The mega-cap tech earnings are mostly done, except Nvidia, the core PCE and GDP were released this past week, the October non-farm payroll report was released this past week, and if all that couldn’t dissuade any movement in fed funds futures, nothing will.
This LSEG “This Week in Earnings” chart was always fascinating, and I never took the time to study it, but it’s essentially a “net income” chart for the SP 500. What it shows is the influence of the mega-cap names on the SP 500.
Note the spike this week as Alphabet, Microsoft, Apple, and Amazon reported.
Readers have seen this s/sheet table just above before: it shows the weekly change in “expected” SP 500 EPS and revenue growth rates for trhe current quarter as well as through early ’26.
Note the improvement this week in the expected Q3 ’24 SP 500 EPS growth rate: it jumped from an expected +4.4% last week to a current +8.4% as of Friday, November 1.
The four sectors that have seen the sharpest growth improvement in growth rates since October 1 are:
- Consumer Discretionary, from +2.4% to 10.9%;
- Financials, from +2.1% to +9.1%;
- Info Tech, from +15.4% to +19.1%
- Communication Services, from +12.3% to +24.1%;
Note how Communication Services expected EPS growth has doubled from +12.3% to +24.1%.

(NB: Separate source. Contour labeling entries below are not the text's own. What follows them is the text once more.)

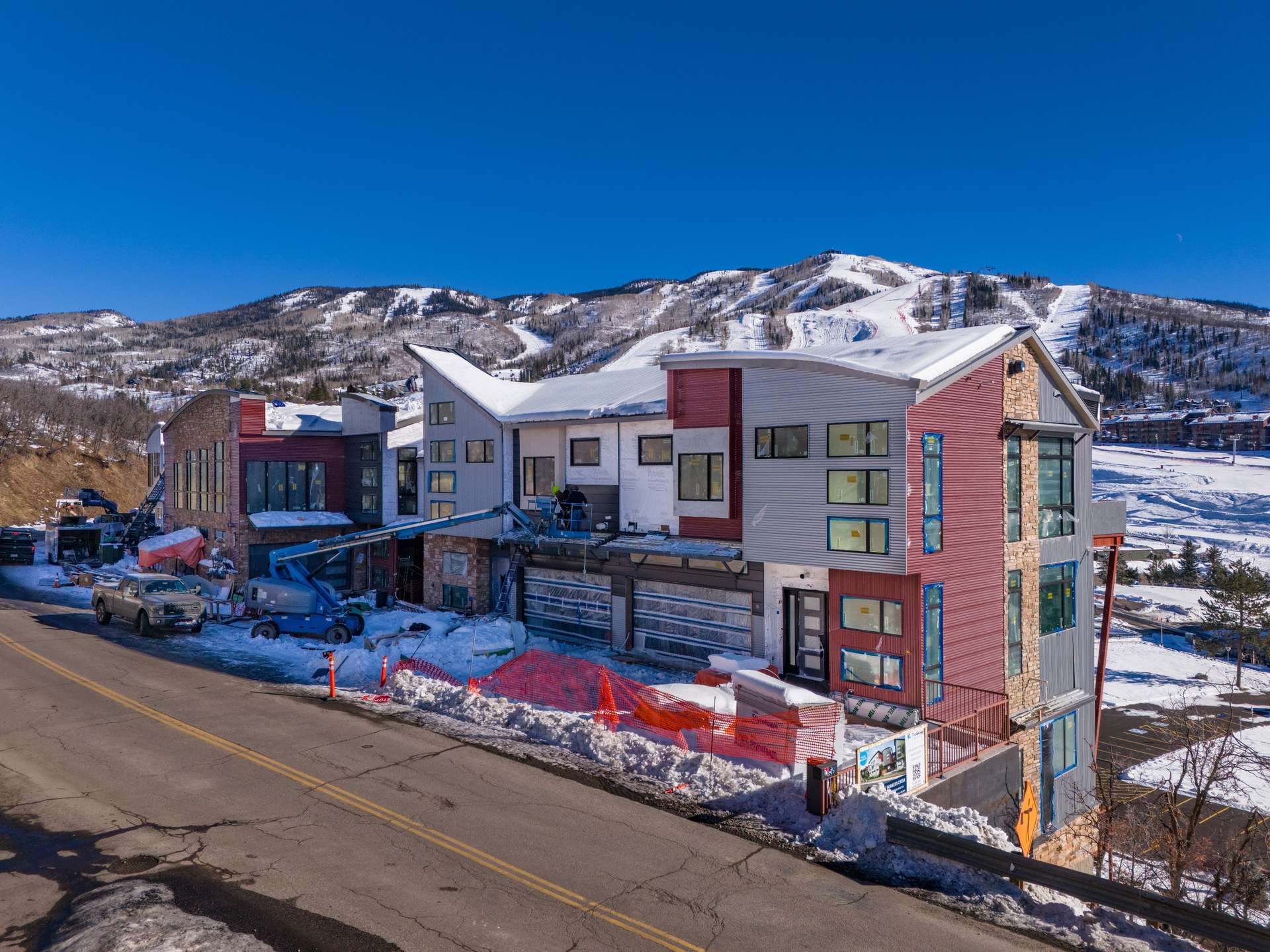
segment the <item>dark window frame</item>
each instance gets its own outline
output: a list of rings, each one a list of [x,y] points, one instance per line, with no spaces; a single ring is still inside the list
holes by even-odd
[[[1046,451],[1052,445],[1058,451]],[[1041,496],[1041,470],[1045,460],[1058,460],[1057,503],[1046,503]],[[1064,465],[1066,464],[1066,465]],[[1058,517],[1057,533],[1045,531],[1046,515]],[[1062,539],[1076,535],[1076,441],[1069,436],[1041,436],[1036,439],[1036,535],[1041,539]]]
[[[472,446],[479,446],[479,456],[485,459],[472,459]],[[465,440],[464,441],[464,458],[469,463],[493,463],[494,461],[494,441],[493,440]]]
[[[596,461],[594,463],[579,463],[578,461],[578,444],[596,444]],[[570,466],[598,466],[599,465],[599,437],[598,436],[575,436],[569,440],[569,465]]]
[[[851,601],[870,601],[878,605],[878,628],[855,628],[848,625],[846,622],[845,611],[847,608],[847,600]],[[895,605],[899,609],[899,630],[886,632],[883,628],[883,620],[886,618],[885,606]],[[875,599],[871,595],[839,595],[838,596],[838,627],[845,632],[862,632],[865,634],[885,634],[890,638],[903,638],[904,637],[904,602],[898,599]]]
[[[886,451],[885,452],[870,452],[869,436],[872,433],[872,428],[878,423],[884,423],[886,426]],[[836,426],[864,426],[865,428],[865,451],[864,452],[833,452],[833,441],[829,439],[829,432]],[[890,455],[890,421],[889,419],[837,419],[832,423],[824,425],[824,455],[829,459],[867,459],[870,456],[889,456]]]
[[[644,459],[644,441],[645,440],[665,440],[667,449],[669,454],[664,460],[646,460]],[[674,465],[674,436],[672,433],[649,433],[646,436],[639,437],[639,465],[641,466],[673,466]]]
[[[1006,677],[1017,677],[1022,672],[1024,573],[1012,568],[1006,572]]]
[[[845,502],[842,500],[831,498],[829,484],[833,482],[832,477],[834,473],[859,473],[864,477],[865,483],[865,501],[864,502]],[[883,473],[886,477],[886,498],[880,502],[872,498],[872,479],[874,473]],[[827,506],[889,506],[890,505],[890,470],[889,469],[827,469],[824,470],[824,503]]]
[[[834,522],[864,522],[865,524],[865,548],[862,552],[856,549],[834,549],[833,543],[833,524]],[[869,531],[871,524],[881,522],[883,526],[883,550],[874,552],[870,547],[872,545],[872,533]],[[841,552],[847,555],[889,555],[890,554],[890,520],[889,519],[871,519],[869,516],[826,516],[824,525],[824,550],[826,552]]]
[[[536,489],[540,486],[540,483],[538,483],[538,460],[545,460],[545,459],[551,460],[551,479],[550,479],[551,486],[549,486],[545,492],[536,492]],[[533,486],[532,487],[530,486],[530,479],[528,479],[528,474],[530,474],[530,469],[531,469],[530,464],[531,463],[533,464],[532,465],[532,469],[533,469]],[[542,497],[542,496],[550,496],[552,486],[556,486],[556,482],[555,482],[555,456],[523,456],[523,458],[521,458],[521,496],[530,496],[530,497],[533,497],[533,498],[538,498],[538,497]]]
[[[859,677],[847,677],[847,655],[866,655],[871,657],[883,658],[883,662],[878,666],[878,680],[865,681]],[[892,685],[885,683],[885,662],[895,661],[899,663],[899,684]],[[838,651],[838,676],[846,684],[862,684],[869,688],[879,688],[885,691],[902,691],[904,690],[904,656],[903,655],[888,655],[884,651],[869,651],[867,648],[850,648],[843,646]]]
[[[443,475],[448,475],[450,477],[450,488],[448,489],[441,489],[441,488],[438,488],[441,486],[441,479],[438,477],[443,477]],[[452,469],[429,469],[428,470],[428,492],[429,493],[437,493],[439,496],[453,496],[456,492],[458,492],[458,477],[455,474],[455,470],[452,470]]]
[[[776,451],[776,431],[777,430],[801,430],[803,431],[803,452],[795,454],[779,454]],[[761,432],[767,432],[767,445],[770,452],[767,455],[759,455],[758,452],[758,435]],[[782,426],[756,426],[754,427],[754,459],[806,459],[812,450],[812,427],[808,423],[785,423]]]
[[[1015,486],[1011,492],[1010,474]],[[1024,536],[1024,441],[1020,436],[1006,440],[1006,541],[1016,543]]]
[[[685,496],[683,494],[683,461],[692,459],[695,456],[706,458],[706,494],[704,497]],[[719,458],[719,494],[714,494],[714,458]],[[724,483],[728,482],[728,474],[725,472],[726,463],[724,461],[724,454],[721,452],[681,452],[678,459],[678,465],[676,469],[676,496],[679,497],[679,502],[724,502]]]
[[[450,418],[442,418],[442,407],[450,407]],[[450,426],[455,422],[455,402],[437,400],[428,404],[428,426]]]
[[[1062,569],[1057,581],[1049,581],[1049,582],[1041,581],[1046,568]],[[1040,572],[1038,573],[1036,600],[1038,604],[1040,605],[1039,620],[1041,623],[1040,633],[1043,636],[1055,634],[1058,632],[1066,632],[1069,628],[1076,628],[1078,623],[1076,615],[1077,613],[1076,580],[1078,576],[1080,576],[1080,567],[1074,561],[1050,562],[1040,567]],[[1062,624],[1058,628],[1046,628],[1044,624],[1045,592],[1054,585],[1058,586],[1058,592],[1057,592],[1059,597],[1058,610],[1059,610],[1059,622],[1062,622]],[[1064,586],[1067,586],[1068,591],[1064,591]]]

As of 10/31/24, and per Bespoke data, the XLF or the Financial Sector SPDR Fund was +26.77% YTD, almost 700 bp’s better than technology and only exceeded by Communication Services +28.85% YTD return.
Summary / conclusion:
There’s a lot of chatter in financial media on the move in the 10-year and 30-year Treasury yields in the month of October ’24, but almost no one talks about the impact of the inverted yield curve on the financial system. The Fed will likely do two more 25 bp’s fed funds rate cuts before the end of 2024.
On Thursday night, after the FOMC announcement, the midpoint of the “expected” fed funds range of 4.50% to 4.75%, will be 4.625%. That will still likely leave the yield curve slightly inverted, with the 10year yield likely below the fed funds rate, but by December ’24, investors will likely see a fed funds rate at 4.375%, so investors might not see a true normal slope to the yield curve until 2025.

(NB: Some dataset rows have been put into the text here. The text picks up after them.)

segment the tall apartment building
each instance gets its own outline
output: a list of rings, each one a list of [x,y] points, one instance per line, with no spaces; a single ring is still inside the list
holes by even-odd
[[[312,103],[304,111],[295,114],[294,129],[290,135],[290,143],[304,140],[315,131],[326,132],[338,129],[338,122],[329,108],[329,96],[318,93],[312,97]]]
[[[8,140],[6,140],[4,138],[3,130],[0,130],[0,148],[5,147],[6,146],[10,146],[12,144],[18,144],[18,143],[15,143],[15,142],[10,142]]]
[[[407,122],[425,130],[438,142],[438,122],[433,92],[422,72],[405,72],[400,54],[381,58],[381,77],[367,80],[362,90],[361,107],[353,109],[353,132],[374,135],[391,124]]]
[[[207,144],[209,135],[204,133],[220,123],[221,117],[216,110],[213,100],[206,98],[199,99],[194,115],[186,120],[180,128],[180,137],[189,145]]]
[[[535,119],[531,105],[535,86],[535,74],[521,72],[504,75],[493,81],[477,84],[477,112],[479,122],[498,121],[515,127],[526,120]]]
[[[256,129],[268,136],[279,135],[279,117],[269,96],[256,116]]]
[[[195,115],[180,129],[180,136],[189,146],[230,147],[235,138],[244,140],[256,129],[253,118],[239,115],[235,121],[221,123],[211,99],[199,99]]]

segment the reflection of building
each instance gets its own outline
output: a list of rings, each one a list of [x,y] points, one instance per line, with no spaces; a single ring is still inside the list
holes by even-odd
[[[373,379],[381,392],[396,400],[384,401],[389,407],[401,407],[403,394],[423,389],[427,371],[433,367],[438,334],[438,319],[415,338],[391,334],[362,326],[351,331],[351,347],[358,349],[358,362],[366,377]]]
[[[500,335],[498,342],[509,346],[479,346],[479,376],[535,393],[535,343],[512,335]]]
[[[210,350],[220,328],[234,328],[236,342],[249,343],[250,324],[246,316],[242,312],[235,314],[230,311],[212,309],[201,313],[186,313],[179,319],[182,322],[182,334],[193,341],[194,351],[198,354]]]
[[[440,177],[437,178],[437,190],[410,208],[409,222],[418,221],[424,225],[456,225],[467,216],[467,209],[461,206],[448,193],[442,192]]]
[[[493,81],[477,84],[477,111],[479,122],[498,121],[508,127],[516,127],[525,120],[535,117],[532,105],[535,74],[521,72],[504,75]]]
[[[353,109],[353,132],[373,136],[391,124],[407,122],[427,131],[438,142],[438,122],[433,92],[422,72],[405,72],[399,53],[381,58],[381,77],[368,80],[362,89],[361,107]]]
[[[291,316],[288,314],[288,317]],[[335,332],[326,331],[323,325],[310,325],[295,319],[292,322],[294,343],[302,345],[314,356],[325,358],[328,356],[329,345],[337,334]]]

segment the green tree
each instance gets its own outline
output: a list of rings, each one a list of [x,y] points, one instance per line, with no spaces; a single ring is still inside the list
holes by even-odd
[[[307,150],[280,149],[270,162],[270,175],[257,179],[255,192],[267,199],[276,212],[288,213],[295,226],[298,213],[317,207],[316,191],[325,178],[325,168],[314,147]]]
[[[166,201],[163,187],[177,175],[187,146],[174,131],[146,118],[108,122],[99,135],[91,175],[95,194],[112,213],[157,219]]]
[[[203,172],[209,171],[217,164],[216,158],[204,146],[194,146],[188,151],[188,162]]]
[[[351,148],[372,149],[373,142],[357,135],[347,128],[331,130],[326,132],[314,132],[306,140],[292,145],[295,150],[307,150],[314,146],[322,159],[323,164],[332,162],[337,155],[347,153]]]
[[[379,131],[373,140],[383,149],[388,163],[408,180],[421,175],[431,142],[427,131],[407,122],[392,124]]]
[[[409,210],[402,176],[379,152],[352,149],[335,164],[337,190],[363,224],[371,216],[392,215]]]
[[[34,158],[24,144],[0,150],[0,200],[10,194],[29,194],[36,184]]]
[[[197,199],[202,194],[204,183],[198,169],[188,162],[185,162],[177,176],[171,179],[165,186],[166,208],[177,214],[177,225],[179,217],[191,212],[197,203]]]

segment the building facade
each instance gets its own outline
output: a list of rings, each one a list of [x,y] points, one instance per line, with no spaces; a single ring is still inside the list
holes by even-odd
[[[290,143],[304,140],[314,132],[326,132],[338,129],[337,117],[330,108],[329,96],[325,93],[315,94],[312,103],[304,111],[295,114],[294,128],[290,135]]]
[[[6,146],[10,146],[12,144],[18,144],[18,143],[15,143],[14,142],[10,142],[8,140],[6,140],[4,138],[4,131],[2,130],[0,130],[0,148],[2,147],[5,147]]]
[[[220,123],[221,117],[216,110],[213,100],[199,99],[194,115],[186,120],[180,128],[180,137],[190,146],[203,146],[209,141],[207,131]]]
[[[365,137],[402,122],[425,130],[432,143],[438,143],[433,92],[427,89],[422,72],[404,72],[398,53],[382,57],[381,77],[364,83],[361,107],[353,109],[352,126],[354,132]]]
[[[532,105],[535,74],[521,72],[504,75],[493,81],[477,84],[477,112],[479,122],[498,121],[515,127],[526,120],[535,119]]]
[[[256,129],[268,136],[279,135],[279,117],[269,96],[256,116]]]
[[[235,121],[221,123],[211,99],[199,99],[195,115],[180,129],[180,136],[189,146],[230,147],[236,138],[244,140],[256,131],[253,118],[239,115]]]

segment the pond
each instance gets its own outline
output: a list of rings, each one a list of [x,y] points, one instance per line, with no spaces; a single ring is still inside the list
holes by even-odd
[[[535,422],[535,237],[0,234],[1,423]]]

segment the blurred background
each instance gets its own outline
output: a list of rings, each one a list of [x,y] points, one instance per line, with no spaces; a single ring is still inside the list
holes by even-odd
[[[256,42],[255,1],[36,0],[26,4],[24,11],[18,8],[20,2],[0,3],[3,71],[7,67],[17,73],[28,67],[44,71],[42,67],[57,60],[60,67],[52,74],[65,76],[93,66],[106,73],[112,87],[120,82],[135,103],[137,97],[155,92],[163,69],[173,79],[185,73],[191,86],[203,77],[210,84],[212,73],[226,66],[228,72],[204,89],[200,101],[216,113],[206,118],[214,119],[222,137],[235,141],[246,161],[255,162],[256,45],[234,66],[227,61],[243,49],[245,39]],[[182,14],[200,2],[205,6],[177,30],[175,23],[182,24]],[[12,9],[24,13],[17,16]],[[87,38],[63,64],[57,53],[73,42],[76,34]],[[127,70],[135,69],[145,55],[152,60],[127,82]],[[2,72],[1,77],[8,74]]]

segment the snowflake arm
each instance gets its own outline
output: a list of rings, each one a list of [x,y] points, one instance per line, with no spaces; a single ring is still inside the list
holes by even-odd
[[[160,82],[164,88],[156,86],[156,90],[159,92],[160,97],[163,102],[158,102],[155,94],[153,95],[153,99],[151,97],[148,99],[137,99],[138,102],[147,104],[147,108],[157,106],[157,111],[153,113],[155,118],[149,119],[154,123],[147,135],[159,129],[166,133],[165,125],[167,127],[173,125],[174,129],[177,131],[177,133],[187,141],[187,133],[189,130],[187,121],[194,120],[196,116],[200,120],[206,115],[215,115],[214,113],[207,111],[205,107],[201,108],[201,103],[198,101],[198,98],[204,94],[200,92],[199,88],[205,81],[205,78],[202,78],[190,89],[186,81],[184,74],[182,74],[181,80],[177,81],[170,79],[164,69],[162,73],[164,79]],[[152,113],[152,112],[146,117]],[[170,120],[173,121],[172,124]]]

The 2’s – 10’s spread (i.e. the 10-year Treasury yield minus the 2-year Treasury yield) has been positive since late August ’24 or about 8 weeks, and per my internal spreadsheet that 2’s – 10’s spread first turned negative, and has stayed negative, since July 8 ’22.

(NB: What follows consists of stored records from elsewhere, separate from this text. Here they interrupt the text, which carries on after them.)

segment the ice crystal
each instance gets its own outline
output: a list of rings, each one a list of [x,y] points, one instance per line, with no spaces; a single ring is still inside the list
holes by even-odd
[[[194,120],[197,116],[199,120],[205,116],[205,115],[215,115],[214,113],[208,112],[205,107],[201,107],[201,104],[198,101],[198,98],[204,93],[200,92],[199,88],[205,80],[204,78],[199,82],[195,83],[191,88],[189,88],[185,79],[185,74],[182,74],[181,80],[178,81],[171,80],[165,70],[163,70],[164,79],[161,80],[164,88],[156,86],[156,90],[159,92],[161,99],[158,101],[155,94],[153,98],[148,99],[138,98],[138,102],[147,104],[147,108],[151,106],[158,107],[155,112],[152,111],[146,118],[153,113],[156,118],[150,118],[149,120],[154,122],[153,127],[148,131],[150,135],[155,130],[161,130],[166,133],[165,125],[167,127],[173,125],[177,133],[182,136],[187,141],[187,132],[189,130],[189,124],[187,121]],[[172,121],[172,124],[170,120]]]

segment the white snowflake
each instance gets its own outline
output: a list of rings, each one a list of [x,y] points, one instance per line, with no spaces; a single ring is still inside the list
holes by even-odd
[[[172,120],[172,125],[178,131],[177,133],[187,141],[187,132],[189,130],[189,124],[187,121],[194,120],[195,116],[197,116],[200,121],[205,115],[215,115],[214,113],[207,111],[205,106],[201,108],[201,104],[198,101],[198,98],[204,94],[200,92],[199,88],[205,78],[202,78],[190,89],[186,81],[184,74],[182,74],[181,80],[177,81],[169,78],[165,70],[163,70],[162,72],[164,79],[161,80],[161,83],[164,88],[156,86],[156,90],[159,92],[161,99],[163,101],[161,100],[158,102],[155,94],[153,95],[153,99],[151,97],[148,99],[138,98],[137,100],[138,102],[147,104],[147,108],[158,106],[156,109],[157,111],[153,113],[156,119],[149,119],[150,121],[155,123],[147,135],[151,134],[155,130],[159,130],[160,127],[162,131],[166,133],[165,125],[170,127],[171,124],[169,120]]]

Perhaps I’m overstating it’s importance, but I suspect the Fed wants the Treasury yield curve to return to a normal slope.
With a full weekend of writing still ahead, the weekly SP 500 earnings update is being kept short and sweet.
The technology sector (Apple and Microsoft), the consumer discretionary sector (Amazon and Tesla) and the communications sector (Alphabet and META) mostly passed with flying colors this week in terms of earnings. Microsoft was a little light in guidance, about $1 billion for a fiscal Q2 ’25 quarter expected to generate $69 billion in revenue, but the software giant did lower numbers.
Friday night, 11/1/24, after the market close, it was announced that Nvidia would be joining the Dow 30, and that Intel would be kicked out of the old world index. Per one source, and it can’t be recalled, only about 2% of the world’s global investable assets, is benchmarked against the Dow 30. Ryan Detrick, who is a solid technical analyst, whom I was reading when he was still at Schaeffer’s Investment Research out of Cincinnati, (now at Carson Group) always noted that being ejected from the Dow 30 was typically a good sign that all the bad news was probably in that stock. Ryan would know better than I, but there is a history of Dow rejects performing quite well after being tossed out of Dana’s (I mean the Dow 30).
None of this is a recommendation or advice, but only an opinion. Past performance is no guarantee of future results. Investing can and does involve the loss of principal, even for short periods of time. Information on this blog may or may not be updated, and if updated may not be done in a timely fashion.